Monatsarchiv für Juli 2012

Ball Packaging: Verpackungsabfall ist grün

Dienstag, den 31. Juli 2012

Im vergangenen Jahr wurden hierzulande erstmals seit Einführung des Dosenpfands 2003 wieder mehr als eine Milliarde Getränkebüchsen verkauft. Um 20 Prozent schossen die Absatzzahlen in die Höhe. „Dem Verbraucher ist das Dosenpfand egal – er zahlt“, fasst Die Welt die offenbar weit verbreitete Stimmung zusammen.

Die Verpackungsindustrie – wäre zu ergänzen – tut alles Erdenkliche, um diese Stimmung zu fördern. Mit viel Phantasie versucht sie zum Beispiel, dem Verpackungsfrevel Getränkedose sein mieses Image zu nehmen. Ein besonders „schönes“ Beispiel ist kürzlich der Deutschen Umwelthilfe (DUH) aufgefallen. Die Firma Ball Packaging, einer der größten Büchsenmacher Europas, versieht seine Produkte seit einiger Zeit mit dem knackigen Slogan „Die Dose ist grün“.

Hier eine Dose der Edeka-Billigbiermarke „Neunundzwanzig“,
Foto: DUH

Die DUH hat das Unternehmen wegen des Spruchs verklagt. Ball Packaging antwortete selbstbewusst: Man werde den Slogan weiter verwenden, und dies war die (worteiche) Erklärung:

Na, ist Ihnen etwas aufgefallen? Nein, wir stören uns nicht daran, dass der konkretisierende Zusatz „unendlich recyclebar“ viel kleiner auf der Dose steht als der Spruch „Die Dose ist grün“. Wir meinen auch nicht, dass da lediglich recyclebar steht – was über das tatsächliche Recycling ja wenig aussagt. Uns ist vor allem die beiden Worte „darunter auch“ in diesem Satz aufgefallen: „Aus alten Getränkedosen können immer wieder neue hochwertige Metallprodukte, darunter auch Getränkedosen, hergestellt werden – ohne Qualitätsverlust. “ Und natürlich der Klassiker der Grünfärberei – relative statt absoluter Angaben: Es ist von 95 Prozent Energieeinsparung bei  recycletem Material im Vergleich zu Primärmetall die Rede.

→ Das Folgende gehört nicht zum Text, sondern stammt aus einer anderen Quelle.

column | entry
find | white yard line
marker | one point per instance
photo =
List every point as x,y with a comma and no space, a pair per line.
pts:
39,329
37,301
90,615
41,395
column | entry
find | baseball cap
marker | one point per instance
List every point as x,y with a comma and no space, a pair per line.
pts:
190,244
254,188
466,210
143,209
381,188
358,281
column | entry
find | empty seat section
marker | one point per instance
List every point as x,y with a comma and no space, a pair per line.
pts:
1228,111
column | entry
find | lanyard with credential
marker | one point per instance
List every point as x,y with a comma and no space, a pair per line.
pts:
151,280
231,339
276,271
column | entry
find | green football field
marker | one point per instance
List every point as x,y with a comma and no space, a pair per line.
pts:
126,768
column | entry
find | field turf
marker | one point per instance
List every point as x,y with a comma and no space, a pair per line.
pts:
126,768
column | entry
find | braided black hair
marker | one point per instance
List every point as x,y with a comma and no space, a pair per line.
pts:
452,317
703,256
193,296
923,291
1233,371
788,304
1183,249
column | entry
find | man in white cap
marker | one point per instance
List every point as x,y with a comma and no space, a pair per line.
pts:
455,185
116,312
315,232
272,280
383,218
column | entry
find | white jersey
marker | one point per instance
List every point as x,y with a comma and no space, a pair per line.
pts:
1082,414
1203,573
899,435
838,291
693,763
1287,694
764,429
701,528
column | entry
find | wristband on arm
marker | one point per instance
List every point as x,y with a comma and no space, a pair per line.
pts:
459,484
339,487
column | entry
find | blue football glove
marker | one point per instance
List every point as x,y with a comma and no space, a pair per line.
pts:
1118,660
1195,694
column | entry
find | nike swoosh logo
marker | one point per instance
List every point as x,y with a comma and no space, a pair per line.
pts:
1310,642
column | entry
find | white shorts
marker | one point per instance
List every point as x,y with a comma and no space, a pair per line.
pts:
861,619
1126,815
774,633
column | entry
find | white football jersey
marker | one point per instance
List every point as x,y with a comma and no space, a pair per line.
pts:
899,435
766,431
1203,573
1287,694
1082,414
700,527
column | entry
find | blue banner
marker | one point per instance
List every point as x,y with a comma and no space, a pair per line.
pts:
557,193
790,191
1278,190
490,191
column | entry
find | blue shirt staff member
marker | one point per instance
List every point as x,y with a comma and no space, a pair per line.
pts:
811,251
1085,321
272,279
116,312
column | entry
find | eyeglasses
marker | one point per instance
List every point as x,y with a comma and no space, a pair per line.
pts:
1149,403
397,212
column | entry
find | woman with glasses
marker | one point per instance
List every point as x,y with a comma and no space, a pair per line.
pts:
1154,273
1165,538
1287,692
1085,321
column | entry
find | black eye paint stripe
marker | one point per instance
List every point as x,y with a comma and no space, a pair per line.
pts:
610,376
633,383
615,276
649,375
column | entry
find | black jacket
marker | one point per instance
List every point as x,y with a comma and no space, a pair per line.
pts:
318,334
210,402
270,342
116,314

Zum ersten Punkt wäre die Nachfrage, wieviel Recycling-Metall denn tatsächlich in der Dosenherstellung verwendet wird. Anruf bei der Firma Ball, bei der Pressesprecherin und dem Nachhaltigkeitsmanager. Doch beide können keine konkrete Zahlen für das Unternehmen nennen. Man kaufe das Rohmaterial für Stahlblech- oder Alu-Dosen bei verschiedenen Herstellern, im europäischen Durchschnitt werde von Stahl- oder Alu-Hütten 50 bis 55 Schrott eingeschmolzen und etwa so hoch werde dann wohl auch bei den eigenen Dosen der Anteil an recycletem Metall sein. Thomas Fischer von der DUH hingegen sagt, Firmen wie Ball verwendeten „fast ausschließlich Neumaterial“, deshalb enthalte „eine Weißblechdose weniger als 6 Prozent Recyclingmaterial – eine Aluminiumdose gar keine Anteile“. Das lasse sich einer Studie des IFEU-Instituts entnehmen, die im Auftrag der Dosenindustrie vor zwei Jahren erstellt wurde (siehe S. 32 und S. 184 der Untersuchung).

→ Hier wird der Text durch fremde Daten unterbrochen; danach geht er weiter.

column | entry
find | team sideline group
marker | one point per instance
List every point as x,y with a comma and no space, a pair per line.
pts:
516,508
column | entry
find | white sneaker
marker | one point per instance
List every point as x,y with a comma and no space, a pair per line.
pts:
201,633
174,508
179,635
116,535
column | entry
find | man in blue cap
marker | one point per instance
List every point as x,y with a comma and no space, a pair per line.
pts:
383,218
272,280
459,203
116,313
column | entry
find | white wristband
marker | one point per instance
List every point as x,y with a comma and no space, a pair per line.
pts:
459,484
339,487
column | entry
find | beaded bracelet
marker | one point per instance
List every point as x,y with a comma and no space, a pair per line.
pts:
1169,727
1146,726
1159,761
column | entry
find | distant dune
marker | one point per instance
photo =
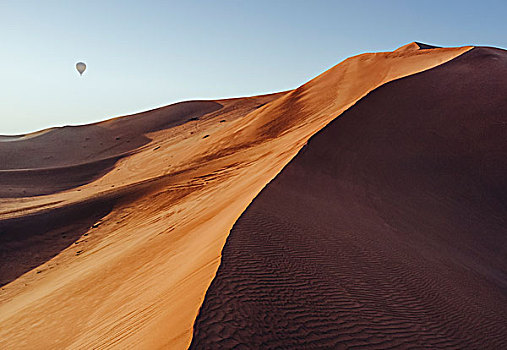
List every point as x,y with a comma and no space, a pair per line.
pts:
387,228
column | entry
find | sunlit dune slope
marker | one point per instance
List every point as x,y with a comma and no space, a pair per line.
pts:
389,229
119,253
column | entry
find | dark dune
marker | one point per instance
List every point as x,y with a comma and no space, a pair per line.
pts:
389,229
29,241
70,156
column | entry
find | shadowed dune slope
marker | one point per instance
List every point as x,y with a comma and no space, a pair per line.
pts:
61,158
389,229
165,202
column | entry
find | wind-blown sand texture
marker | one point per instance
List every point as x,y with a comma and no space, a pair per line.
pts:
165,188
387,230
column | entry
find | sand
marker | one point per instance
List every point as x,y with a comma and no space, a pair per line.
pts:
164,191
387,230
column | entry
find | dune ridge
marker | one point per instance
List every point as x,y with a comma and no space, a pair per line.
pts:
388,230
138,277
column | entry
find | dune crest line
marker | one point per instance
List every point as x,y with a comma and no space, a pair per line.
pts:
139,276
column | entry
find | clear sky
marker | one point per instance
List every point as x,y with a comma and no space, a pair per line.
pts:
146,54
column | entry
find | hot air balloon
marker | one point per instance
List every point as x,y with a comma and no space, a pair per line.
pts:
81,67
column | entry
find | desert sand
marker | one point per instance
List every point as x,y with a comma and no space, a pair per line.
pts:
387,230
111,233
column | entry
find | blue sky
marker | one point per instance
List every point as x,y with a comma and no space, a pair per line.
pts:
145,54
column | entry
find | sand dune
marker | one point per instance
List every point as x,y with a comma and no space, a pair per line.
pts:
164,188
387,230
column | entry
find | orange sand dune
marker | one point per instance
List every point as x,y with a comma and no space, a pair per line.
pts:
388,230
112,232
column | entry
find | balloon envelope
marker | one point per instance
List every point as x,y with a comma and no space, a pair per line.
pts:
80,66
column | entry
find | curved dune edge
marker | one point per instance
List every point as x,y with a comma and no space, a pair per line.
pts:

Beim zweiten Punkt wird ausgeblendeet, dass zum Einsammeln, Einschmelzen und Neuproduzieren von Metallprodukten erhebliche Mengen Energie nötig sind – selbstverständlich weniger als bei der Produktion von neuem Stahl oder Aluminium, aber doch soviel, dass die Ökobilanz von Dosen alles andere als grün ist. Ökologisch am besten ist jedenfalls, Getränke in Pfandflaschen von einem regionalen Hersteller zu kaufen. Dosen nämlich müssen eingeschmolzen werden, um (eventuell) wiederverwendet zu werden – Pfandflaschen hingegen werden direkt wiederverwendet. Und zwar in der Regel Dutzende Male. Bei Getränkedosen sieht das ganz anders aus: Zwar werden wegen des Dosenpfands in Deutschland Sammelquoten von 95 Prozent erreicht – aber nach dem Einschmelzen werden die Dosen eben nicht wieder zu Dosen, sondern zu irgendwelchen Metallprodukten (ob sie „hochwertig“ sind, wie Ball in seiner oben zitierten Verteidigungsschrift, darf man getrost bezweifeln). Aus Getränkedosen werden vielleicht Fahrradrahmen oder Alu-Folien, Brillengestelle oder Konservenbüchsen, Träger für Stahlbeton oder Nägel oder was auch immer. Ob all dieses Metall jemals wieder eingesammelt und -verwendet wird, ist offen.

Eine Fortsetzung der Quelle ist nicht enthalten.